[Looking for Mr. Goodbar spoiler, my version]
Before that final shot, Keaton’s character is brutally assaulted. The scene is extremely intense, and was almost unbearable to watch.
[Looking for Mr. Goodbar spoiler, my version]
Before that final shot, Keaton’s character is brutally assaulted. The scene is extremely intense, and was almost unbearable to watch.
No problem with that scene. I think it’s because it was so far into the grotesque that it didn’t seem real. Therefore, not as icky as the hand thing.
Obviously, YMMV and all that.
The rape scene from Irreversible. That remains the only scene in any movie that I’ve ever seen that I had to turn off. I could never sit through that scene again.
Watchmen - The hands being sawed off scene. Saw it coming and without even thinking about it closed my eyes for several seconds.
I don’t do barf well. So, Mr. Creosote from *Meaning of Life *is right out. So is the pie-eating contest in Stand By Me.
Yeah, this one. I watched the rest of that movie from another room after that scene.
I don’t think I’ve ever actually covered my eyes while watching a movie, I usually just leave the room instead. Any movie with a rape scene, for instance, usually has me suddenly finding an excuse to be somewhere else.
When I was a kid I always had to leave whenever Judge Doom takes off his sunglasses in Who Framed Roger Rabbit? God, those bulging eyes. Shudders
I also have to leave whenever I see the scene in Return of the King where Gollum dumps their food and blames Sam, and Frodo sends him home. That’s for a very different reason, though (in that it makes me so angry that I always want to yell at my TV screen).
I do agree with whoever mentioned the jaw-and-curb scene in American History X. I handle the rape scene better than that one (and as I mentioned above, I HATE rape scenes).
Actually I lied, I did cover my eyes for something, but it was for a TV show, not a movie. When I was little, I always hid my face whenever the aliens (the ones that go “yip yip yip”) appeared on Sesame Street. They scared the crap out of me for some reason. Actually, I still think they’re a little freaky-looking.
The American History X scene for me, too. I shrieked too. It’s so horribly real, yet unthinkable.
Sorry, but for a lot of these scenes, my reaction was “Oh, wow, cool!”, which depending on the situation, might be followed by, “Can we wind that back and see it again?”

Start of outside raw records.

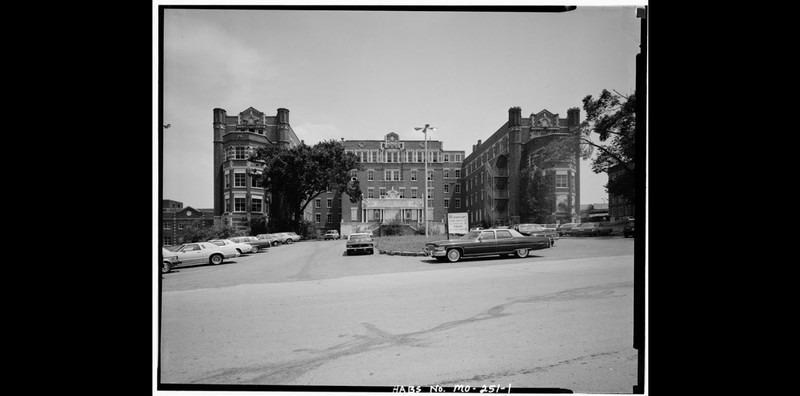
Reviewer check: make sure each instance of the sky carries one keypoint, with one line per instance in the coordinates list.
(363, 74)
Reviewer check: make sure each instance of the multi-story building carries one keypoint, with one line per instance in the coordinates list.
(239, 197)
(175, 220)
(619, 208)
(492, 185)
(393, 184)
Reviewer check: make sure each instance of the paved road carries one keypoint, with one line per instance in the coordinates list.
(306, 314)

I loved the “cable scene” at the beginning of Ghost Ship, as well as the exploding head scene from David Cronenburg’s Scanners.
I did find Hostel II a bit unsettling, but more for the idea behind it than anything else, that people would pay to torture someone else just for kicks.

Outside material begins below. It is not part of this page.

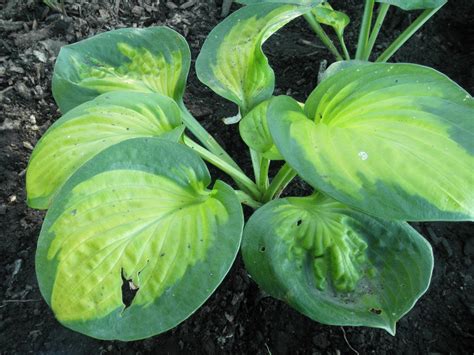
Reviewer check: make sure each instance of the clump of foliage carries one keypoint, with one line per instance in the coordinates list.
(131, 203)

Real life is far worse than anything you could see in a movie. The hostage beheading videos, people jumping out of the windows at the WTC on 9/11 were far worse than anything a movie maker could come up with.
I don’t really turn away from scenes, I’m as likely to be saying ‘that’s not real blood, it’s not even a realistic fake,’ having said that, the slow death scene in Saving Private Ryan noted above was the one that stuck with me.
If I’d been a participant in all the violence in that movie, I imagine that’s the event I’d still see in my dreams.
Probably every third-or-so scene of Return to Oz.
Boy, the Disney Channel sure knew how to pick 'em back when I was a kid. :eek:
The same scene in the graphic novel was better…if you don’t like saws. They use an arc welder. And don’t bother cutting the guy out of the way.
I came in here to say this. I couldn’t watch that part, and turned the channel during the scene in the drugstore. That’s one movie I really would rather not watch again.